Lydia Pintscher, Product Manager for Wikidata, on the new access to the free and open knowledge database.
The Query Builder is called the new “superpower” in the world of Open Data – what are the forces behind it?
Huge amounts of data are available in Wikidata. The population of Berlin just like the name of the capital of Paraguay or the winner of the “Oscar” for the best sound editing. The only point is that this data is not very meaningful in itself. What is more relevant is the knowledge that can be gleaned from it. One question might be: How many people from Asia have won “Oscars” compared to people from Europe or the U.S.? To do that, you need to know: Who has won an “Oscar”, where was this person born, on which continent is the location? The point is to establish links. To do this, you have to start queries on the data in Wikidata. This is made possible by the query builder.
How were these queries possible before?
Before, you had to master a query language called SPARQL, which is specific to knowledge databases like Wikidata – but also very complex to learn. All editors working with the data in Wikidata who wanted to build an app on top of it, for example, had to learn SPARQL. Or know a person who knows it. That’s costly and excludes people. That’s exactly what we don’t want. We want to give everyone access to knowledge, which includes the data in Wikidata. The query builder should help to lower this access threshold significantly.
How does it work in practice?
The Query Builder presents an interface on which a query can be clicked together – and translates it into SPARQL in the background. For example, certain statements can be searched for on a data object in Wikidata. The data object for Berlin contains, among other things, the statement: Country: Germany. In the Query Builder, you could query all data objects that also have the statement Country: Germany. Or: all persons who have won an “Oscar” and were born in this country, or on that continent. These conditions can be entered and linked one after the other. The Query Builder cannot yet cover the full potential of SPARQL, but it delivers results that can be used for further work.
In which areas is the Query Builder used and who should use it?

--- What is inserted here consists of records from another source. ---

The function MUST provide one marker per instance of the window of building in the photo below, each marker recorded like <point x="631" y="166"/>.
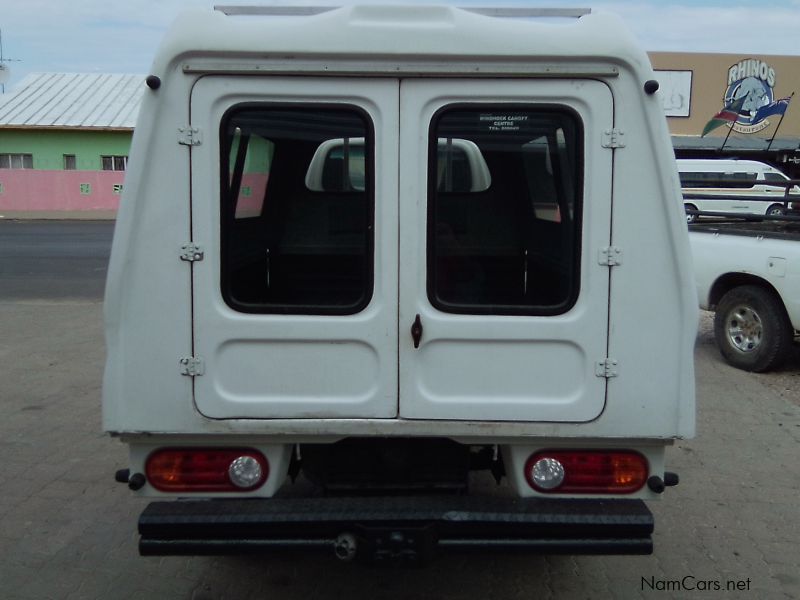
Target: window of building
<point x="114" y="163"/>
<point x="297" y="210"/>
<point x="16" y="161"/>
<point x="510" y="242"/>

In its first version, the Query Builder is mainly aimed at people who edit Wikidata. For example, a common editing task is to write a query to search specifically for missing data or incorrect records in Wikidata. For example, looking for people born in the future. Of course, this could be a fictional character. Or it could be an error. In any case, the query makes it possible to track down such cases without having to search through millions of data objects individually by hand.

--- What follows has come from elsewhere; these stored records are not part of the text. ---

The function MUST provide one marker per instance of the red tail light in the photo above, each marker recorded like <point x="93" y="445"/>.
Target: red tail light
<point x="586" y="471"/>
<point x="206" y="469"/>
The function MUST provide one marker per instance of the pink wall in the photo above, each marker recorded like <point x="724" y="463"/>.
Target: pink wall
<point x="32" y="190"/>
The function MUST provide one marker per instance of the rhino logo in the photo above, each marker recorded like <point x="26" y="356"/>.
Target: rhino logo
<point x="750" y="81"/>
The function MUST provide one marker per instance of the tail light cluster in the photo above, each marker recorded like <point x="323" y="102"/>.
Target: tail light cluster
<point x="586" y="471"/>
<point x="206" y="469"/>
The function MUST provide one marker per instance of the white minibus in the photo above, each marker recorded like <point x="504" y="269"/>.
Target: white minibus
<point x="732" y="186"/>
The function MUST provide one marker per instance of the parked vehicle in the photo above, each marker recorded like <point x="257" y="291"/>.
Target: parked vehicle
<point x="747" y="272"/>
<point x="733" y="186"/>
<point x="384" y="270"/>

Is it also possible to use it in scientific contexts?
Wikidata collects lots of data objects related to scientific papers and publications. Many of them are tagged with the topic that was written about and the name of the author. One possibility for scientists would be to look with the Query Builder: What publications exist in my field that I may not know about, or: Which colleagues should I take note of?
What is the history of the Query Builder?

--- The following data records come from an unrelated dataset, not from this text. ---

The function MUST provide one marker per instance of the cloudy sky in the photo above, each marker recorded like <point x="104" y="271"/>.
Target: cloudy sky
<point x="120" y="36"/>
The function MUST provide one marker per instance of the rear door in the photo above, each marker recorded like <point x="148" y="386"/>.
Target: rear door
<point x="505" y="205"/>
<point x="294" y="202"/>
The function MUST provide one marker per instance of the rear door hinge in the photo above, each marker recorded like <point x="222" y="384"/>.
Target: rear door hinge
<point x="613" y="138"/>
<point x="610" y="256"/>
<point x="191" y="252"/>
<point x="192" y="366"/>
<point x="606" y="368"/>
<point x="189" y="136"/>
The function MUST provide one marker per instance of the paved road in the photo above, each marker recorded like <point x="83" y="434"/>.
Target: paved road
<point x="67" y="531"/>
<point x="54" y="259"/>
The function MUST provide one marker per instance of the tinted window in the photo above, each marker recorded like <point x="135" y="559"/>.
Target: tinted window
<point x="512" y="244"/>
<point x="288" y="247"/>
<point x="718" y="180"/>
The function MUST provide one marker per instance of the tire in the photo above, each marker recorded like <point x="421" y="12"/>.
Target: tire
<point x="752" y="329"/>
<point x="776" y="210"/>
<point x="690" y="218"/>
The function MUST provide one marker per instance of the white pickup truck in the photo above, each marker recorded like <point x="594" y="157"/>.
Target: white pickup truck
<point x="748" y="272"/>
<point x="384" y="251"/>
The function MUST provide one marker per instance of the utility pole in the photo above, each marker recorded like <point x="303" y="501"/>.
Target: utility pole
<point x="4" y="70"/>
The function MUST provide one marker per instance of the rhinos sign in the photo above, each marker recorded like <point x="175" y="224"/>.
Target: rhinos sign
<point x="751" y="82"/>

The idea has been around since the Query Service for Wikidata existed, since you have been able to write SPARQL queries for Wikidata – and when it became clear how complex that is. We started working with a university in 2015, designing initial concepts as part of Bachelor’s theses, and later a prototype, from which we were able to learn a lot: What must a user interface look like that works for the users? How can certain interaction concepts be made understandable? Two years ago, we started developing the Query Builder, which we were able to publish in 2021 and which is now live on Wikidata.
What have been the reactions so far?
The users call the Query Builder a game changer. Many of the editors had the problem that they had perhaps painstakingly acquired SPARQL themselves – but could not encourage others to join in, for whom it sounded far too complex. With the Query Builder, we have lowered this inhibition threshold considerably.
Which extensions are still conceivable?
We will work on implementing even more parts of the SPARQL standard to enable more queries. More visualizations for query results are also conceivable. With the SPARQL interface that we have, you can display the results on a map, as a bar chart, or even as an image gallery when searching for images. The Query Builder does not fully provide these visualizations yet.
Which search queries could be possible in the future?
That definitely depends on what the editors are asking for. Our development work is largely based on the feedback we get from users. One example I like to use is the query “female heads of state” – very complex because you have to look into many different data sets. But it could become possible!